La situación económica del país es calamitosa, como ya queda dicho, y ya se sabe que a perro flaco, todo son pulgas: la falta de medios materiales y humanos le hacen fracasar en los Países Bajos y en Portugal. Y sus enemigos maniobran atribuyendo a sus consejeros los éxitos en Nápoles y Cataluña y adjudicando a su persona los fracasos en los Países Bajos y en Portugal («… no hay otra cosa en la tierra más honrada ni de más provecho que servir a Dios, primeramente, y luego, a su rey y señor natural, especialmente en el ejercicio de las armas, por las que se alcanzan, si no más riquezas, a lo menos, más honra que por las letras..». estima Don Quijote -II, XXIV-). El rey ya no cuenta con él y pretende reorientar su vida hacia la carrera eclesiástica ofreciéndole el arzobispado de Toledo, pero lo rehúsa; la reina, ahora Mariana de Austria, lo rechaza por bastardo y por recordarle los malos pasos de su marido, y es confinado en Consuegra, en su castillo. Mariana pasa a ser regente de Carlos, el Hechizado, y entiende que Juan José es una amenaza, y trata de alejarlo de España a toda costa.
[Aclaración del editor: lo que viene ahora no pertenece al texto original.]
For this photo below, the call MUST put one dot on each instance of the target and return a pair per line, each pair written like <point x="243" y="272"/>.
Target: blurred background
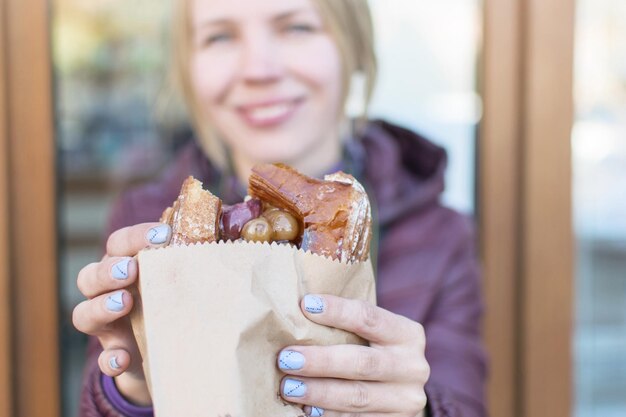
<point x="108" y="67"/>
Mientras administra el priorato, la regente le nombra gobernador de Flandes, para alejarlo de la corte y en la confianza de que volviera a fracasar, lo que minaría su aceptación popular, pero Juan José, hábilmente, elude el encargo y conspira para deponerla, recluirla en un convento y suplirla él como regente: un golpe de Estado en toda regla, pero fracasa estrepitosamente por la marcha atrás del sector de la nobleza que le utiliza como ariete contra el confesor de la regente, su valido; aun así, Mariana, presionada, debe dejar caer al valido, el primer caso en nuestra historia, pero don Juan José…, don Juan José, aparte de su inmensa popularidad y admiración ciudadana, sigue siendo un bastardo, lo que pesa como una losa sobre él, es odiado a muerte por la regente e ignorado por la nobleza, que lo empujó al vacío.
Ya escribí que Juan José de Austria es hombre de acción; dice algún estudioso de su persona que, además, es ambicioso, astuto, resentido y oportunista, y la regente, que nada ignora, lo quiere lejos de la corte, y lo envía a Aragón en condición de virrey y capitán general, pero, resultándole insuficiente la distancia, vuelve a nombrarle gobernador de Flandes, destino que Juan José elude de nuevo. Mariana de Austria es mujer solitaria, severa, beata y testaruda, y se siente abrumada por las responsabilidades y por los acontecimientos y, por tercera vez nombra a su hijastro gobernador de Flandes. Contra todo pronóstico, en esta ocasión acepta, aunque con condiciones; cuando Juan José no puede alargar más la partida, echa mano de su supuesta enfermedad y elude de nuevo el compromiso, a la espera de la inminente declaración de mayoría de edad del rey, al cumplir los catorce años, según lo prescrito por Felipe IV en su testamento. Pero, Juan José de Austria, que había jugado sus cartas, por interposición de Mariana, no consigue ser jefe de gobierno, responsabilidad a que parecía destinado. La evolución y manipulación de los acontecimientos por unos y otros, no obstante, llevó al bastardo a la carga de primer ministro del hechizado Carlos II; en la práctica, el cargo le hacía dueño virtual de la institución monárquica.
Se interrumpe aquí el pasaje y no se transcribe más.